Dia menunggu dengan sabar. Berkhayal-hayal masa jayanya dulu.  Bertubuh sehat, rambut hitam panjang. Parasnya ayu, cantik rupawan. Namun, tak pernah ia syukuri kemolekannya. Dirinya selalu menjadi bahan taruhan pada masa Kompeni dulu. Sungguh biadab. Tidak bermoral sama sekali.

Dirinya seperti hidangan siap santap, jika tidak mau, maka akan di gorok. Apalah day ajika dia mati, tidak ada lagi yang mengurus cerik-cerik  itu. Tak apa, jika memang harus berkorban, dia siap. Agar nanti asuhannya dapat tersenyum senang dengan aman, tanpa takut sore malam akan terjadi tragedi bunuh diri.

Bertahun-tahun dia lewati sebagai hidangan lezat bagi para Kompeni bejat. Sampai-sampai, datang pemuda membawa bamboo runcing, menebas ulu hati kompeni itu. Rasanya dia seperti bebas. Terlahir kembali, walau separoh jiwanya telah pergi entah kemana. Hidup aman adalah cita-citanya dulu. Dan kini telah tercapat. Lihatlah sanak saudaranya, rukun tanpa tusuk menusuk. Tak seperti anak tetangga yang bertengkar harta warisan. Tidak perlu punya emas berlian menurutnya. Melihat sanak-sanaknya tersenyum, sangat mulia di matanya.

“Saya sudah selesai mandi, ngidih pelih  tadi saya ada urusan mendadak, makanya pulang sedikit larut” jelas seseorang itu. Tampak lebih segar dengan bulir-bulir air dibadannya yang belum menjadi uap.

Dia tersenyum, lalu mengelus kepala seseorang itu dengan sayang.

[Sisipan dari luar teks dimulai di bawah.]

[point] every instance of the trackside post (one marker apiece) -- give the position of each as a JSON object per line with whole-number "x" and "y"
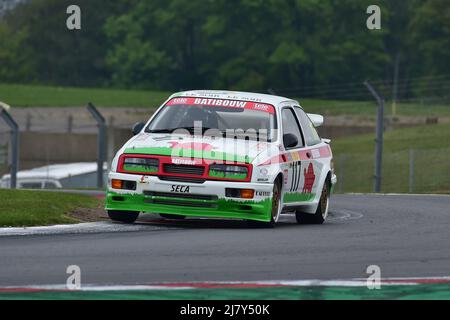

nggih ,” hanya itu yang keluar dari mulutnya. Wajahnya yang telah termakan usia masih Nampak ayu disinari lentera.

“besok-besok tidak usah nunggu saya pulang, nanti sakit. Tunggu di dalam saja, supaya kalau ngantuk, bisa tinggal tidur. Nanti saya yang tutup gerbangnya” orang itu berucap, sambil mengambil minyak kelapa di atas meja.

ten kenapi supaya dapat lihat wajahmu dulu, baru bisa tidur. Kalau tidak begitu, tidak tenang rasanya” mereka saling bercengkrama, menghadirkan suasana nyaman, sambil dibalur minyak kelapa, dia dipijat oleh orang itu, juga membagi cerita tentang setiap hal yang mereka lalui.

Sedetik kemudian, ada hal yang membuatnya tidak nyaman. Tapi tetap dia meneruskan pembicaraan itu. Sampai semmua tubuh si dia telah hangat. Barulah mereka tidur, memberi keamanan satu sama lain.

Esok, lusa pun sama seperti itu. Tapi semakin hari, semakin besar kejanggalan di hati orang itu. Maka ia putuskan nanti tidak akan pulang terlalu larut. Cepat-cepat ia selesaikan pekerjaannya supaya tidak menginap lagi disini.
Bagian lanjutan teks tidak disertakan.